Our study showed that not all insurance carriers were affected equally. While six of the 10 insurers in our study saw their sales quoting activity decline by more than 10%, three saw only modest declines and one experienced growth. These results in part speak to how carriers adapted and navigated the crisis. Overall, we found three relevant takeaways insurance companies should consider applying now to help them remain resilient.
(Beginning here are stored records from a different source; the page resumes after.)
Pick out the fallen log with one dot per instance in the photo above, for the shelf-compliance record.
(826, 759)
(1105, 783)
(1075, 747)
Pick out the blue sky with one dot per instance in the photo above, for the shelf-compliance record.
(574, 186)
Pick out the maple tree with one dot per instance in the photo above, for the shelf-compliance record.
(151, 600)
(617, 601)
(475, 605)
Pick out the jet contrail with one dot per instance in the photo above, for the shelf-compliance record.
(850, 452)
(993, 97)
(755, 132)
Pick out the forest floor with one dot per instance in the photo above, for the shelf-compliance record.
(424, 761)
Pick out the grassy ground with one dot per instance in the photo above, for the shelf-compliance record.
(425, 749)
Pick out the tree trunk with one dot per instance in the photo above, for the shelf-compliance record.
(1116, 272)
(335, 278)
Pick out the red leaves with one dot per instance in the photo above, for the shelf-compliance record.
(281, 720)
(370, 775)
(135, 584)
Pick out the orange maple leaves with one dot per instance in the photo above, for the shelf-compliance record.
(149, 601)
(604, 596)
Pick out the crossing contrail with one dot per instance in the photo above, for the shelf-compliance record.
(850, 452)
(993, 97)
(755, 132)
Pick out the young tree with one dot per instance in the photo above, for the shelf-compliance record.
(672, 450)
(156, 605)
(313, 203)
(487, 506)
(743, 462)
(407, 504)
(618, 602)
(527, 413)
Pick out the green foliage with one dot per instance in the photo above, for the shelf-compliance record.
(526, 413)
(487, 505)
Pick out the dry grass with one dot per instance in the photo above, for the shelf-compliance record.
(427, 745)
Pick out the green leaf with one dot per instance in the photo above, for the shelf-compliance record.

- Diversification matters. With product preferences and customer engagement models changing rapidly, those carriers with more-diverse portfolios generally performed better. For example, insurers with broad voluntary product offerings were able to capitalize on the relatively high demand for those products, whereas insurers whose portfolios depended heavily on group dental were hit hardest.
Diversification of distribution methods matters, too. Our study was focused on group products, which are most often distributed through third-party brokers and consultants. But many insurers (including some in the study) also sell direct, with field-based, face-to-face sellers. It’s well publicized that insurers with face-to-face selling were hit even harder than those selling through intermediaries, with many seeing declines of 25% or more in sales year-over-year. Insurers with a portfolio of distribution methods (through brokers, direct-to-consumer and field agents) were better hedged against the COVID-19 upheaval.
- Agility matters. It’s one thing to have a diverse portfolio of offerings and something else to be able to adjust your sales focus to take advantage of this portfolio. Through our conversations, we learned that many insurers couldn’t shift their sales focus rapidly enough to emerging opportunities, such as toward voluntary products or larger employers.
An agile distribution organization would launch short-term programs to redirect efforts as demand evolved. This type of organization should be able to quickly (and temporarily) redeploy resources among territories. Instead, most insurers we spoke with found themselves offering guarantees to smooth over their inflexible, annual incentive programs—taking a “wait until next year” approach on their sales efforts.
- Geography doesn’t matter … or does it? Much to our surprise, we did not find meaningful differences in group sales quoting by geography, despite the very different ways that various regions experienced the pandemic across the U.S. We did not see different patterns in quote volume by state or region, nor did we find any strong correlations with varying local COVID-19 regulations. It seems group insurance demand was more sensitive to the employer’s industry and size than its geography.
But separate ZS studies have found strong correlations between business mobility and face-to-face selling, so those carriers in our study who also sell face-to-face would have seen their greatest declines in face-to-face sales in those counties and regions that went into longer, more strict lockdowns. All of this is important for an insurer working to assess its sales performance, make sense of results and prepare for the future.
Our takeaway regarding geography, as with the rest of the study, is that it depends on how you sell, on what you sell and on how agile you are at adapting the way you sell. Those insurers with diverse portfolios, multiple routes to market and agile cultures and systems are poised to take advantage as communities reopen and demand for insurance products spikes. Insurers constrained in these areas have work to do to ready themselves for the future—not only to prepare for crises (which are uncertain) but also to prepare for any changes in the competitive or customer landscape (which are more certain). Resiliency in this environment relies on flexibility and may very well be what define the winners moving forward.